Kampala - Ugandan troops have started withdrawing from South Sudan to comply with a peace deal between South Sudan's warring factions, Uganda's military chief said on Monday.
All Ugandan forces - between 2 000 and 3 000 - will have withdrawn from South Sudan by the first week of November, General Katumba Wamala told reporters in Uganda's capital, Kampala.
Ugandan troops, deployed at the request of South Sudanese President Salva Kiir, prevented the rebels from taking South Sudan's capital, Juba, in December 2013, he said, adding that there was a risk of genocide when the Ugandans deployed.
South Sudanese government forces, possibly with the help of UN troops, are expected to keep the peace, he said.
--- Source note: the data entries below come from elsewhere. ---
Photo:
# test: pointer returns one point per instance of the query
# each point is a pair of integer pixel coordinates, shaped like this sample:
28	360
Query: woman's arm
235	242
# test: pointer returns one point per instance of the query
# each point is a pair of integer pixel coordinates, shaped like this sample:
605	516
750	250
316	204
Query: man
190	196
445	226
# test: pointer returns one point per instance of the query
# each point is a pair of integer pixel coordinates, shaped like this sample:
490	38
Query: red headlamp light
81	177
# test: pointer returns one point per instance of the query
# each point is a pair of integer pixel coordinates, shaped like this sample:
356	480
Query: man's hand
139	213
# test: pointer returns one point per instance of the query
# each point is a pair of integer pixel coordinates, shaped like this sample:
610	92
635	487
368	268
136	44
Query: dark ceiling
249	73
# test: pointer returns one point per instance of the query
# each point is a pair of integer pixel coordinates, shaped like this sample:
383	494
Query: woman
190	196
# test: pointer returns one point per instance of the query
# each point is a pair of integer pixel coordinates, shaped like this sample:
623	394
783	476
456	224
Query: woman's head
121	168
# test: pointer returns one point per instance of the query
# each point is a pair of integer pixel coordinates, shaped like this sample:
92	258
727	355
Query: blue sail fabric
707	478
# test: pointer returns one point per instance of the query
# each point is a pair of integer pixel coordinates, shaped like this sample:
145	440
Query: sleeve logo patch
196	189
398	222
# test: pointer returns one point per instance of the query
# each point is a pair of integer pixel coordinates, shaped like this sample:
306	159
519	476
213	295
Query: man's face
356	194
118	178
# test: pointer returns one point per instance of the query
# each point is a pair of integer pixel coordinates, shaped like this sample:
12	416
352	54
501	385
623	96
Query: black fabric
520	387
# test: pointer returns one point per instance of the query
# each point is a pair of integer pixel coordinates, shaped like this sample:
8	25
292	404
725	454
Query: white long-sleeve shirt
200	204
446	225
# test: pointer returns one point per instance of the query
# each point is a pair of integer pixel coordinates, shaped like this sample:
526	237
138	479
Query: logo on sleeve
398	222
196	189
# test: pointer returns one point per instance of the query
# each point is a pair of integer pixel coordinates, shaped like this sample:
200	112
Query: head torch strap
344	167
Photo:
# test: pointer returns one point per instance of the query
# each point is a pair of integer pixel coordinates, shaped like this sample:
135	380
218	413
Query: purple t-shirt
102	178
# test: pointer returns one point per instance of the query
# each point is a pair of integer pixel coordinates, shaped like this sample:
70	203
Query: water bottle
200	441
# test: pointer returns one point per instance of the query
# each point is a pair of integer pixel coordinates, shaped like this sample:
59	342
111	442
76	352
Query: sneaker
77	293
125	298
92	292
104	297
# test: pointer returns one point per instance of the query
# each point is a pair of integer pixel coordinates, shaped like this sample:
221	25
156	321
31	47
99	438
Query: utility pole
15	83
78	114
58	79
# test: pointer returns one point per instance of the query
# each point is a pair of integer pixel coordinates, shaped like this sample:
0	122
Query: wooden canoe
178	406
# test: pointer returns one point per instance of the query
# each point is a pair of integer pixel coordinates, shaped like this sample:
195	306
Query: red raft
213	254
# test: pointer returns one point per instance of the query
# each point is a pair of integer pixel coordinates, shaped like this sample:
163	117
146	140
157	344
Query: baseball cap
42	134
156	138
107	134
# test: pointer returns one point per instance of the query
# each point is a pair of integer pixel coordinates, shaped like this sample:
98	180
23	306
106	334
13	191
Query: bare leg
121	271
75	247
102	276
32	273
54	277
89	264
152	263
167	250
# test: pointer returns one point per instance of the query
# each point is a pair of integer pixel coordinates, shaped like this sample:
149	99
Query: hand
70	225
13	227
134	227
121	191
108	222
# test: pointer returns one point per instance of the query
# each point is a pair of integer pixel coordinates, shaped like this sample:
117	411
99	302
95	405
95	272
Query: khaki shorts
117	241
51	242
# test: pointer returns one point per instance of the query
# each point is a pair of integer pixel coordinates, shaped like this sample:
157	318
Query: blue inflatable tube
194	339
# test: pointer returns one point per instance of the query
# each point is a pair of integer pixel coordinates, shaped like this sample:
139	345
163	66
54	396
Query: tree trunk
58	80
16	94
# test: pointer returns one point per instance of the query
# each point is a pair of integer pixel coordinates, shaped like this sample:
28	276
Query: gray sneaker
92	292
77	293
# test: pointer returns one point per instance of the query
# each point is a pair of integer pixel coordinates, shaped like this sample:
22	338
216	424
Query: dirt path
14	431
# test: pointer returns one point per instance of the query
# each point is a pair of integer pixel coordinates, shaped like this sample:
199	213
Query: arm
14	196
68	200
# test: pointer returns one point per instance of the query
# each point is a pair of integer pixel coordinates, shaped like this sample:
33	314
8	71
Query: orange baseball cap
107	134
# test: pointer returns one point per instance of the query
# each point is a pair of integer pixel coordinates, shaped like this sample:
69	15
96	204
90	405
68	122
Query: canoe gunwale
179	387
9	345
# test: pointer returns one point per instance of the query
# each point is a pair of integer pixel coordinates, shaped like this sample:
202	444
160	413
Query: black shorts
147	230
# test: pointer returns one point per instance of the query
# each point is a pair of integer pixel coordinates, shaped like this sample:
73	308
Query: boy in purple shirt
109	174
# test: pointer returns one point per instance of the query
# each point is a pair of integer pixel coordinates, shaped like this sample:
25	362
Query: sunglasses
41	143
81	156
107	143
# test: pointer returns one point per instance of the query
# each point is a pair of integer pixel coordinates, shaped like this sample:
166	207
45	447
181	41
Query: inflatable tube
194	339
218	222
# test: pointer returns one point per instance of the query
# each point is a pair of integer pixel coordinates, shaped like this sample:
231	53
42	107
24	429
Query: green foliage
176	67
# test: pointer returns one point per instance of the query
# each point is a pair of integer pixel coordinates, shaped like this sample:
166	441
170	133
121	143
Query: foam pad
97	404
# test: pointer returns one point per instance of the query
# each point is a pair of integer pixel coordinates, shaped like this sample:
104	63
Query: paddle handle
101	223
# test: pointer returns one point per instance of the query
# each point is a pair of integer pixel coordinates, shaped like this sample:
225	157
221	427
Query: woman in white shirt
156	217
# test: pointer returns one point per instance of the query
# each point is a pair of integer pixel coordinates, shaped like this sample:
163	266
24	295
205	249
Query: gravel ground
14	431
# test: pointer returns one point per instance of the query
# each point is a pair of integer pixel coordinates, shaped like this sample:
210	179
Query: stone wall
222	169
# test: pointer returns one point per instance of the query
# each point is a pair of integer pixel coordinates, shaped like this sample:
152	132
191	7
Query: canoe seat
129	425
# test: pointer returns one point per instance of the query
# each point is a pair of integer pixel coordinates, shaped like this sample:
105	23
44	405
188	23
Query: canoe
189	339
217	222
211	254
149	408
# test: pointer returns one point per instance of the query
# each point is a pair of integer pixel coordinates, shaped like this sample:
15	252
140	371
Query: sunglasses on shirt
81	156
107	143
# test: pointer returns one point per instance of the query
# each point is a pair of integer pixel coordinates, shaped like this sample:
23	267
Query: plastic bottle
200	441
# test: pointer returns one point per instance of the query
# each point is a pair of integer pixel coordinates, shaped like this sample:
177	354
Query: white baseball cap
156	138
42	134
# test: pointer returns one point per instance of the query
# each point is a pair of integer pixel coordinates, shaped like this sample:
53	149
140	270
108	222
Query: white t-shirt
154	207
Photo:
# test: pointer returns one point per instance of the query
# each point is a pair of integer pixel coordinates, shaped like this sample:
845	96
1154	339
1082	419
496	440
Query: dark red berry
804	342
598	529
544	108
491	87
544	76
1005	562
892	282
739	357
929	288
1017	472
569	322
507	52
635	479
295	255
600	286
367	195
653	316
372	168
"We think they have upped up their business by now," he said, referring to South Sudanese security forces. "We think things will hold."
South Sudan erupted into violence in mid-December 2013 when some security forces in Juba appeared to splinter along ethnic lines, plunging the world's newest country into civil unrest.
Kiir belongs to the Dinka ethnic group while rebel leader Riek Machar, who had been fired in July 2013 as Kiir's deputy, is an ethnic Nuer.
Machar is expected to return to South Sudan as Kiir's deputy under the terms of the peace pact signed in August, although both sides have repeatedly violated that agreement.
Tens of thousands of people have been killed by South
Sudan's conflict and 2 million have been displaced, according to the UN.